Daniele Missiroli: Ho un sistema che si è generato in modo naturale. Devo dire che negli ultimi dieci anni ho letto un sacco di libri sullo scrivere narrativa, per cui, forse, questo sistema si è generato in modo subliminale, non so. Io parto dal finale. Quando ho un'idea per un buon finale, scrivo il percorso per arrivarci, i personaggi che mi servono e i passaggi principali. Non più di una pagina. Poi inizio a sviluppare ogni scena. Ogni riga diventa un file separato. Quando ho scritto il 90%, li metto insieme, li raccordo meglio, inserisco le parti mancanti e, se occorre, tolgo quelle in eccesso. Poi scrivo l'incipit, decido il titolo, cerco la copertina e quando mi sembra a posto, inizio la fase di editing vero e proprio, che può durare anche il triplo. I tempi ideali, per me, sono due mesi per scriverlo e sei mesi per la fase di editing. Finita questa fase, lo posso far leggere. Se lo reputo opportuno, ricorro anche a una fase di editing da parte di un professionista.
Writer Officina: In questo periodo stai scrivendo un nuovo libro? È dello stesso genere di quello che hai già pubblicato, oppure un'idea completamente diversa?
Daniele Missiroli: Ho scritto il sesto e il settimo episodio della mia saga: Aedis, dove la protagonista ora è Samira, la moglie del protagonista dei primi cinque. Ho scoperto che lei è un personaggio che ha delle caratteristiche più interessanti e avvincenti, rispetto a Daniel. E poi è autonoma. Prima di tutto l'ha sposato a sorpresa, al posto della sorella Alisha, poi è disposta a correre più rischi e ha un senso della giustizia più duttile del marito. La ritengo molto più credibile, visto anche quello che si legge e si vede in televisione.
Writer Officina: Oltre ai romanzi e ai racconti di fantascienza, hai scritto anche qualcosa ambientato sulla Terra?

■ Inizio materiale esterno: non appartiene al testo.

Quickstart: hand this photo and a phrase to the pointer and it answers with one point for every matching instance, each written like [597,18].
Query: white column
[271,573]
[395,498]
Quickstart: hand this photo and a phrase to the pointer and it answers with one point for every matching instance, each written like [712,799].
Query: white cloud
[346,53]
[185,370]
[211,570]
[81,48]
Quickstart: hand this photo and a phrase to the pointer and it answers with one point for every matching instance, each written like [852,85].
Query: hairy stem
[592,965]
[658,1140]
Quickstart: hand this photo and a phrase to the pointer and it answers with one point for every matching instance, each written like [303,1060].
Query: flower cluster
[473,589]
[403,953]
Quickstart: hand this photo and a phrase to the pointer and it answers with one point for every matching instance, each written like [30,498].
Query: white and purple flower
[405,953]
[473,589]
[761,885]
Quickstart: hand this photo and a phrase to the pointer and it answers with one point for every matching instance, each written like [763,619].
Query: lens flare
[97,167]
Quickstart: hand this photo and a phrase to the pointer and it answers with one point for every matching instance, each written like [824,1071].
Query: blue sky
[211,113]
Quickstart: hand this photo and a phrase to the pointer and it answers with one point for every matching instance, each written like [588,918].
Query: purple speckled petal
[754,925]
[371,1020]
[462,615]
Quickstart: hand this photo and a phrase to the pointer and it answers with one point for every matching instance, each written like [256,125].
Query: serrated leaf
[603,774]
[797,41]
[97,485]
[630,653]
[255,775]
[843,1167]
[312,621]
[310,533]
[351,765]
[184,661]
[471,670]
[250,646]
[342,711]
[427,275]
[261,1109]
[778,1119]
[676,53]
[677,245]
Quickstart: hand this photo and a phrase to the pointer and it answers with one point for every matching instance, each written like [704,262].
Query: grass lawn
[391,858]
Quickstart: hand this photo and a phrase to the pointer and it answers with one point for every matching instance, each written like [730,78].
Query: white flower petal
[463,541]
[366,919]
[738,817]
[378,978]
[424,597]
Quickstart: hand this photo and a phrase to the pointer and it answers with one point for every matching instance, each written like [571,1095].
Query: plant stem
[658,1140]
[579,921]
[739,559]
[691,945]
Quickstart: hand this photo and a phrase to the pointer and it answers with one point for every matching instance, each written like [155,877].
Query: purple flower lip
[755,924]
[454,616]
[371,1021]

Daniele Missiroli: Ho scritto Annabel, un'avventura ambientata a Las Vegas, dove un uomo e una donna vogliono arricchirsi truffando un Casinò, ma ognuno ha un piano che nasconde all'altro. Per ora, questo è l'unico a contenere qualche scena soft core. Anche qui, però, non manca la tecnologia, perché fare Jackpot e sottrarre venti milioni di dollari senza essere scoperti non è facile. Il finale è diverso da qualsiasi romanzo rosa o d'avventura, perché, a metà della storia, entra in scena una coppia, e la donna dichiara di essere sua sorella. Niente di più falso, ovviamente, ma per sapere come va a finire, si deve leggere Annabel. L'altro romanzo ambientato sul nostro pianeta che ho scritto si chiama Moonlift e racconta del primo ascensore lunare che sia mai stato costruito. Anche qui, a parte il cavo, tutto il resto sarebbe fattibile.
Writer Officina: Che altri hobby hai, oltre alla lettura e alla scrittura?
Daniele Missiroli: Perché, c'è qualcosa di più bello?